Dit verhaal gaat over de toekomstige toppers: Ilse Weening, Mats Baarsma, Onno Smit, en Eric & Irene Breukers.
Daar sta je dan als jonge speler in de wereldstad Menaldum in de lokale sporthal. Het wordt jouw eerste volleybalwedstrijd. Sterker nog, het wordt de eerste wedstrijd van het team! Jouw team komt uit in de Cool Moves Volleybal (CMV) niveau 3 competitie. Maar eigenlijk heb je nog geen idee wat een wedstrijd nou precies is. Jouw coach probeert je nog iets te vertellen over een opstelling in een vierkant of in een ruit, over doordraaien na de opslag, over het veld verlaten als je een fout maakt, over volleybal specifiek gooien. … Kortom, teveel informatie voor jouw hoofd! Eigenlijk wil je het liefst gewoon maar beginnen. Bovendien zijn er zoveel prikkels (geschreeuw in de sporthal, talloze ballen in de lucht en rollend over de grond, een werkend digitaal scorebord, enzovoorts) dat je het moeilijk vindt om de concentratie vast te houden.

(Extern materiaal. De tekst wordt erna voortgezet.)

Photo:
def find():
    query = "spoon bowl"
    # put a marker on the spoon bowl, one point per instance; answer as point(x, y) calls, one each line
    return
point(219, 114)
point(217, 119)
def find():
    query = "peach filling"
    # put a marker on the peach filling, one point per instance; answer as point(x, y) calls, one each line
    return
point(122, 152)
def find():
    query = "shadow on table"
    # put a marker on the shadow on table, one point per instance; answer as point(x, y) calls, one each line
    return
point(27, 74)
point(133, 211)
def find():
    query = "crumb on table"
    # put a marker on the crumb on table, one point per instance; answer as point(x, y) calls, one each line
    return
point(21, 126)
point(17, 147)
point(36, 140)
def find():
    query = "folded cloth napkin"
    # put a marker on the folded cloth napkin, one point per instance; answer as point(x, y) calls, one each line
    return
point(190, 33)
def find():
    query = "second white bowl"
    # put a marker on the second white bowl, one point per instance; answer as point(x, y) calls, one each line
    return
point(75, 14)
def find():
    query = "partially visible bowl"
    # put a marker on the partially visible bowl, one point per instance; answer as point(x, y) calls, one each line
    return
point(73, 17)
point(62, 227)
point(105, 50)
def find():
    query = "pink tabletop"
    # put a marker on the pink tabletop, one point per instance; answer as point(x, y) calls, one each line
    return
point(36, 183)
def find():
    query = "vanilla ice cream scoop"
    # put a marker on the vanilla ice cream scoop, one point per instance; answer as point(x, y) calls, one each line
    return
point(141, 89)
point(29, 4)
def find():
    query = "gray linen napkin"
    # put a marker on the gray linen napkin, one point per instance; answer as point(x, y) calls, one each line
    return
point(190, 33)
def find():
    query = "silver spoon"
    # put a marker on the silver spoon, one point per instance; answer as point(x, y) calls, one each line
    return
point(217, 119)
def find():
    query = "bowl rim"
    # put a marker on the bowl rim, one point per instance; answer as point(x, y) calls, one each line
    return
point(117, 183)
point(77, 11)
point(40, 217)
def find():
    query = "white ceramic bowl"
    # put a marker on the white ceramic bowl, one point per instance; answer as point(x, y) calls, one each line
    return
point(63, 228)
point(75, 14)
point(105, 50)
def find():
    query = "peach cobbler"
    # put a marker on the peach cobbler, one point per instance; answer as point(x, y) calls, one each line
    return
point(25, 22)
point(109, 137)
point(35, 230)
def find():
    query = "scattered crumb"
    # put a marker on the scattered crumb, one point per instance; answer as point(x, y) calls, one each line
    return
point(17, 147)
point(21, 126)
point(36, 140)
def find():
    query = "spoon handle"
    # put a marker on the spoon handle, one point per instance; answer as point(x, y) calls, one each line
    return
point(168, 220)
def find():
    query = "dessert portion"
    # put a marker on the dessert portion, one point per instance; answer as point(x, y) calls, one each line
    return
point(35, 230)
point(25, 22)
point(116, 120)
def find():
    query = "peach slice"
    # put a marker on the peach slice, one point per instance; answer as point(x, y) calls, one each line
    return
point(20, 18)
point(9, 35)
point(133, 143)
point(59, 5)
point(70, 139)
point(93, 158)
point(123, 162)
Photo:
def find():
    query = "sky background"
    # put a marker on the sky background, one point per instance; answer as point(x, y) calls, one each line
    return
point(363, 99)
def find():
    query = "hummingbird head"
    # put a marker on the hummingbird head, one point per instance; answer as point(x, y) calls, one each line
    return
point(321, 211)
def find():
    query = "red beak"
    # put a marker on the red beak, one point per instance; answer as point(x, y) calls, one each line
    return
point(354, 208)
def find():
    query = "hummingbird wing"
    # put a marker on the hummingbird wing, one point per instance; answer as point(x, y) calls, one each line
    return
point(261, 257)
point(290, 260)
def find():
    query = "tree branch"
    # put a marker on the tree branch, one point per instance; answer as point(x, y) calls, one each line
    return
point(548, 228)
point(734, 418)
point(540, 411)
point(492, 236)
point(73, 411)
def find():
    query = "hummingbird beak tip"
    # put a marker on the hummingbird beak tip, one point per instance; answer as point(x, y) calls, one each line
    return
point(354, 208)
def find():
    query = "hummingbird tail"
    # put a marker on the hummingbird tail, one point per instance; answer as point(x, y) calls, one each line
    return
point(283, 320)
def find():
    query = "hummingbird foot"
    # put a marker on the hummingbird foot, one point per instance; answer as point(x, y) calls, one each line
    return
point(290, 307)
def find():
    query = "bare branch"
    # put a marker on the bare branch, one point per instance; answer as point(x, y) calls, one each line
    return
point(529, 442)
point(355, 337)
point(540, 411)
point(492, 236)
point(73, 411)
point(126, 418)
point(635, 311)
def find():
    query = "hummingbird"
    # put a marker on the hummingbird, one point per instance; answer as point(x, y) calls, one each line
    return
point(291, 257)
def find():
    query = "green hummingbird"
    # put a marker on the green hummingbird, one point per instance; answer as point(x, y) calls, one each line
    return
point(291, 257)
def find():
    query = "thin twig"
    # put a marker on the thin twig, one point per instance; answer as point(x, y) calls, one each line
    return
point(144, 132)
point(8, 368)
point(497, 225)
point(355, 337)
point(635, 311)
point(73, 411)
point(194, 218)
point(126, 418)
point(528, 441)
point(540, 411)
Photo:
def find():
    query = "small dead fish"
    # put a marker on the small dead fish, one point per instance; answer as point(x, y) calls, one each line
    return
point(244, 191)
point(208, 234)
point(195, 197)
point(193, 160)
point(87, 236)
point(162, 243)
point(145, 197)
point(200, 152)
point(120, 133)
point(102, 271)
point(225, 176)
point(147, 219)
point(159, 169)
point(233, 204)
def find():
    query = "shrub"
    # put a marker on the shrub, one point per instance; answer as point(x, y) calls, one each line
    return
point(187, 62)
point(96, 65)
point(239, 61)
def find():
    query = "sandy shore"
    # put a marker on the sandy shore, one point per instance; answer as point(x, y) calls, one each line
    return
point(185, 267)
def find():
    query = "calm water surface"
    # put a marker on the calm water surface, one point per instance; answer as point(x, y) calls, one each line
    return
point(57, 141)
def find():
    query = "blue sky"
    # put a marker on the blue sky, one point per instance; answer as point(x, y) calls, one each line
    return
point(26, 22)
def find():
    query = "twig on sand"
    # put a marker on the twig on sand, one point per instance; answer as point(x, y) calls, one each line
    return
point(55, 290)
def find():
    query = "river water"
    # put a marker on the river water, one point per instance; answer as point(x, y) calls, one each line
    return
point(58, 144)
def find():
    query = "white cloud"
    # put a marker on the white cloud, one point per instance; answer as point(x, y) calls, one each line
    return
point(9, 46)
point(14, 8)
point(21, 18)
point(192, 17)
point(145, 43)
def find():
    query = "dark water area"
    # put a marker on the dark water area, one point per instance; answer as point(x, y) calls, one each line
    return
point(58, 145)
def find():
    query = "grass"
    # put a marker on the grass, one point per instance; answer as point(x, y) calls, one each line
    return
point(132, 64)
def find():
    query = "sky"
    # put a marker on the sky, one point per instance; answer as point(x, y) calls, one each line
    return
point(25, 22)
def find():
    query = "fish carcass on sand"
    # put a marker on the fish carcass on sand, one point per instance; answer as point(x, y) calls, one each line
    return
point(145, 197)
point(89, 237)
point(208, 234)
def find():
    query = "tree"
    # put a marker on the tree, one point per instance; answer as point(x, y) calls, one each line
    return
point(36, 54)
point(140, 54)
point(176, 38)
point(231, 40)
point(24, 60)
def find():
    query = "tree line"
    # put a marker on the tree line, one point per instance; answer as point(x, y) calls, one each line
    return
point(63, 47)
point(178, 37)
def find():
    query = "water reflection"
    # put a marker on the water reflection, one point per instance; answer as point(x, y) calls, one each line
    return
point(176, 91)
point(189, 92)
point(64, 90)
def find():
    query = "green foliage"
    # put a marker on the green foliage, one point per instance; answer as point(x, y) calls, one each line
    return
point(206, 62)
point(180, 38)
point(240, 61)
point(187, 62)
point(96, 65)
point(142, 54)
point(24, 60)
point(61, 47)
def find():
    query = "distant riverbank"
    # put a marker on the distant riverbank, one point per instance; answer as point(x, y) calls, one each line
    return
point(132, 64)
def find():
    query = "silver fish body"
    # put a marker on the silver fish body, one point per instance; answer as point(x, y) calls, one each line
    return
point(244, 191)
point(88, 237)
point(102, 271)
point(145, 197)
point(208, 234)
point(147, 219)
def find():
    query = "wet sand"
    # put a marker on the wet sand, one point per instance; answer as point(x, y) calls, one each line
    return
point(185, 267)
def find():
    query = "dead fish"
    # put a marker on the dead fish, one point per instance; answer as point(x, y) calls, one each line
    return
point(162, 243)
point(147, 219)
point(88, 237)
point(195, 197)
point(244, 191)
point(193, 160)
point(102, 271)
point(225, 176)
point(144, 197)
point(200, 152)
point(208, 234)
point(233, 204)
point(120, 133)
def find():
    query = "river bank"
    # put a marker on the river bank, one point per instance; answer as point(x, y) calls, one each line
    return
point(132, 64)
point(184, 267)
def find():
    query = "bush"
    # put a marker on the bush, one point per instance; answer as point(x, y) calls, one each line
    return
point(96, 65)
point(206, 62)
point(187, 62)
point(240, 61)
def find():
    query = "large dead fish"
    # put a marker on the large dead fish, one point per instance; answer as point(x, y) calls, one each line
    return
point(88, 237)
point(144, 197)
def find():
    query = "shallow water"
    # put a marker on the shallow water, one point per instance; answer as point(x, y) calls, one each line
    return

Dan is het tijd voor de eerste wedstrijd. Er zijn 5 spelers mee maar de coach zegt dat er slechts 4 spelers in het veld mogen staan. Hoe moet dat nou? Binnen de kortste keren heeft Hardegarijp nog maar 1 speler in het veld staan, maar de tegenstander ook. Wij hebben de opslag. Je voelt de spanning en denkt “die bal moet over het net, het moet!” Maar kun je het ook? Op de training lukte het soms heel goed. Je kijkt naar jouw coach, naar jouw medespelers, naar jouw ouders op de tribune, naar het scorebord, naar de tegenstander…. Jouw knieën wiebelen een beetje en jouw handen zweten een beetje. Maar je bent gelukkig niet zenuwachtig! En dan roept de scheidsrechter ook nog dat je toch echt moet opschieten. Maar het is zo spannend…….. Je concentreert je en haalt vernietigend uit. De bal gaat met een mooie boog over het net en de tegenstander kan er niet bij. We hebben 1 punt! Dat moet natuurlijk gevierd worden met het hele team, de coach en de supporters op de tribune. Helaas is de blijdschap van korte duur. Jullie maken nog wel een paar punten maar de tegenstander maakt er net een paar meer.
Na de eerste wedstrijd bespreek je met jouw medespelers en de coaches wat er best wel goed ging. Over het toetsen en het vangen is iedereen eigenlijk best tevreden. Het opslaan is een stuk moeilijker. Het kan ook op zoveel manieren: met de binnenkant van de vuist, met een platte hand, met de zijkant van de hand! O ja, en je zag ook dat de tegenstander vaak de bal tussen jullie 2 voor- en de 2 achterspelers speelde. En in jouw team was er dan twijfel voor wie die bal eigenlijk was. De coach had wel een oplossing: de ruit-opstelling. Samen oefenen jullie nog even in de nieuwe opstelling en dan is het alweer tijd voor de tweede wedstrijd. Helaas gaat deze wedstrijd tegen een team dat al heel lang samen speelt. En ze kunnen nog beter toetsen dan jullie. Bovendien zij zijn ook groter dan jullie spelers. Dus eigenlijk is het niet eerlijk. Het is dan ook logisch dat deze wedstrijd wordt verloren. Maar wat zaten er veel spannende punten tussen! Gelukkig gaat de derde wedstrijd alweer veel beter.
Na de derde wedstrijd zegt de coach dat jullie nu klaar zijn. Gauw naar de kantine voor drinken en iets lekkers. Plotseling is er paniek. Je blijkt toch nog een wedstrijd te moeten spelen, om de derde en vierde plaats. Maar waar is iedereen????? De tijd op het scorebord loopt al als het hele team bij het veld is. Maar waar is de tegenstander? Haha, die bleek hetzelfde probleem te hebben. Uiteindelijk begint de wedstrijd. En wat gaat het goed! Jouw team komt verrassend op voorsprong! Iedereen doet zijn uiterste best. Jullie lopen op iedere bal en soms wordt er zelfs naar ballen gedoken. Maar door de spanning van zo’n finale worden er net iets meer foutjes gemaakt dan de tegenstander. Natuurlijk ben je even teleurgesteld. Maar je bent ook enorm trots dat je best wel vaak goed getoetst, gevangen en opgeslagen hebt. Iedereen is het er over eens: de volgende keer gaat het vast nog beter. En wat is volleybal toch een leuke sport!